Not too long ago, China's network of hackers was often described as a loose collection of freelancers, who sought to penetrate the computer systems of international businesses and governments out of a mix of nationalist fervor and opportunism. But security experts have increasingly come to see both political and industrial espionage as the work of professional intelligence agencies. This view has given added credence by a new report from the computer security firm Mandiant. According to Mandiant, the Chinese army is running a veritable hacking factory in the suburbs of Shanghai – and doing contract work for China's vast state-owned companies.
Mandiant's report claims that a group known for several years as “APT1,” one of the world's most prolific groups of hackers, is almost certainly part of PLA Unit 61398. Unit 61398, a bureau of the Chinese signals intelligence service, has been previously connected to cyber-warfare, but not to specific intrusions. The report claims that it has been responsible for dozens of attacks on foreign companies and governments (which it doesn’t name due to confidentiality agreements) although it seems to be primarily responsible for spying on English-speaking organizations.
The report comes as concern is rising about cyber-espionage. The American administration is reported to be planning action. It is one of two this week tracing Chinese attacks to their source – the other, from Dell's SecureWorks via Bloomberg, puts a face to the attacks but reveals little about his institutional links. It is worth noting that both SecureWorks and Mandiant stand to profit as businesses become more worried about internet security.
There are serious implications for national security and trade policy, which experts will cover better than I can. But if true, Mandiant's report also demonstrates a startling fact about China's political economy – that big business has so much power that it is able to wield the country's national security apparatus to get a leg up in contract negotiations. It is as though Goldman Sachs were able to use the wiretapping expertise of the NSA in order to get a leg up on its overseas competitors.
Mandiant argues that the work of the 61398 group has been driven by China's drive to turn its largest State owned enterprises (SOEs) into “national champions” capable of taking on global competitors in international markets – many of its known cases focused on the strategic emerging industries, a set chosen by China's leaders to receive enormous regulatory and market advantages. Most specific cases are unnamed, but Mandiant told Bloomberg that Chinese hackers supported CNOOC's 2011 effort to bid for Chesapeake Energy's natural gas division, looking through its investment bank’s files in a form of shadow “due diligence.”

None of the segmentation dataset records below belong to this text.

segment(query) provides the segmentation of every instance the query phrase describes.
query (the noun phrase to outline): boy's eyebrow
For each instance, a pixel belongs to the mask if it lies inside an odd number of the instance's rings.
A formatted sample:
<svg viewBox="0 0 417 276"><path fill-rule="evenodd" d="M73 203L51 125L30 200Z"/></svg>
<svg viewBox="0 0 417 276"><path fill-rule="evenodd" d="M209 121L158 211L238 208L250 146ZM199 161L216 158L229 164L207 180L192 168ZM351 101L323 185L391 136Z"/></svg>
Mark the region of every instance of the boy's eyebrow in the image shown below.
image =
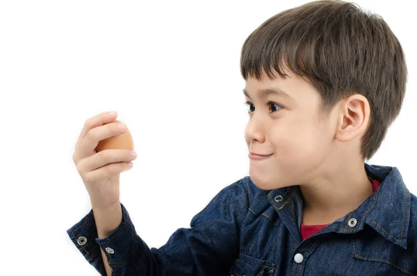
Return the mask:
<svg viewBox="0 0 417 276"><path fill-rule="evenodd" d="M271 88L259 89L258 90L258 93L259 94L259 97L261 99L263 99L263 98L265 98L265 97L267 97L268 95L277 95L277 96L281 96L281 97L284 97L284 98L287 98L287 99L294 99L294 98L293 98L291 96L290 96L289 95L288 95L285 92L282 91L279 88ZM248 98L250 98L250 99L252 99L251 97L249 97L249 95L247 94L247 91L246 91L245 89L243 89L243 94L246 97L247 97Z"/></svg>

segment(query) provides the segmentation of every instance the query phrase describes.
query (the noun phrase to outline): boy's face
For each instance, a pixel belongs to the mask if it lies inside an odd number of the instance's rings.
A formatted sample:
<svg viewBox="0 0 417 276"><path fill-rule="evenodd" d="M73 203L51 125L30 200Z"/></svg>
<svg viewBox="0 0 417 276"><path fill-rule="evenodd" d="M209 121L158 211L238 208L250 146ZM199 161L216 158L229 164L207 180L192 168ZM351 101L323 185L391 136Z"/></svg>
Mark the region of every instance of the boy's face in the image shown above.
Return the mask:
<svg viewBox="0 0 417 276"><path fill-rule="evenodd" d="M248 149L272 154L262 160L250 159L250 174L261 189L272 190L315 179L334 143L337 116L320 118L320 96L315 88L287 70L286 79L277 74L273 81L264 74L262 81L249 78L245 90L251 104L245 130ZM259 90L279 88L291 96L259 97ZM268 104L268 102L275 104ZM334 127L332 127L334 126ZM332 132L333 131L333 132ZM310 183L311 184L311 183Z"/></svg>

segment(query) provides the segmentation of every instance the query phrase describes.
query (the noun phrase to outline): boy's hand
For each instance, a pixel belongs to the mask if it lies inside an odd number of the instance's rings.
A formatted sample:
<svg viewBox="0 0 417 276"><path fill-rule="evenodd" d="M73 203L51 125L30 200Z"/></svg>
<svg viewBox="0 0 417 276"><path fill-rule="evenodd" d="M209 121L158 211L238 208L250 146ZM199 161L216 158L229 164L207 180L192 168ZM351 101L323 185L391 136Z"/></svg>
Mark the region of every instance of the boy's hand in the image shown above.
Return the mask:
<svg viewBox="0 0 417 276"><path fill-rule="evenodd" d="M120 204L120 172L131 169L127 164L136 158L128 149L104 149L98 153L95 149L101 140L126 131L120 130L117 123L111 123L116 117L117 114L109 116L106 112L88 119L72 156L92 206L100 209Z"/></svg>

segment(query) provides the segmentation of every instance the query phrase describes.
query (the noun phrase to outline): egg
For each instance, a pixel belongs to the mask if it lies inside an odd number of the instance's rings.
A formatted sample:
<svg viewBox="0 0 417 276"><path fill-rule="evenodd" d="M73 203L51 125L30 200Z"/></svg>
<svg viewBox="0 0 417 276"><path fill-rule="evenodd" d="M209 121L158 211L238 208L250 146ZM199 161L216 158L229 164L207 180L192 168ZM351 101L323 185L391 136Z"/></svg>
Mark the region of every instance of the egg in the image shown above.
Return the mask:
<svg viewBox="0 0 417 276"><path fill-rule="evenodd" d="M111 122L108 124L117 124L119 122L122 122L116 120L115 121ZM102 150L109 149L133 150L133 138L132 138L129 129L127 129L122 134L101 140L97 144L95 150L97 152L99 152Z"/></svg>

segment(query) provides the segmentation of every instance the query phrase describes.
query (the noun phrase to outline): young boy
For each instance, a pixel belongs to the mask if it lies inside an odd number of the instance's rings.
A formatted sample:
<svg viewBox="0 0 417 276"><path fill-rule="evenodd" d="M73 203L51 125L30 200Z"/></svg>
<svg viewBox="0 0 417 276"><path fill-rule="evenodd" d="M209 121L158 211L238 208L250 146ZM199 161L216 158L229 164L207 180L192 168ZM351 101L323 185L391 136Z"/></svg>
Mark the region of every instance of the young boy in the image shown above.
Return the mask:
<svg viewBox="0 0 417 276"><path fill-rule="evenodd" d="M379 16L321 1L245 42L250 176L159 249L92 210L67 232L102 275L417 275L417 197L395 167L365 163L400 113L404 53ZM263 156L261 156L263 155Z"/></svg>

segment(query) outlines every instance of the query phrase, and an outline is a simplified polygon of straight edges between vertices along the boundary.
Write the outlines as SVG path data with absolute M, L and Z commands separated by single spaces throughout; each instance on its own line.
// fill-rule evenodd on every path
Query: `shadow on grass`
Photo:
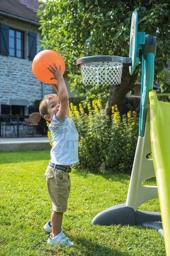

Perhaps the most extravagant case is described in the New York Times story – in which, while Coca-Cola was in talks to buy China's largest private maker of fruit juices, the 61398 group broke into its systems, evidently trying to find information about its negotiating strategy.
Although these cases are not entirely disconnected from national security – the CNOOC-Chesapeake deal was an effort to acquire technology for natural gas "fracking," which China sees as critical to its energy security – they are mostly about profits. Look at China's oil holdings in Venezuela, acquired at premium prices and greased by government-subsidized loans, which look increasingly like a boondoggle. Despite the state’s subsidization of the oil deals it appears that a significant amount of the oil Chinese companies buy from Venezuela is sold on the global market rather than being shipped back to China.
Even so, major Chinese companies seem to be using the intelligence capabilities of the army to support profit-seeking business activities – effectively nationalizing the reputation risk of corporate espionage, rather as Chinese banks have been accused of nationalizing the credit risk of lending to SOEs and local governments. Chinese companies have been caught stealing technology from and spying on American rivals – but their use of the army's intelligence assets makes the problem a diplomatic issue, and creates the risk of sanctions that will affect the entire Chinese economy. If there is to be a price for the SOE's bad behavior, it looks as though the country as a whole will have to pay it.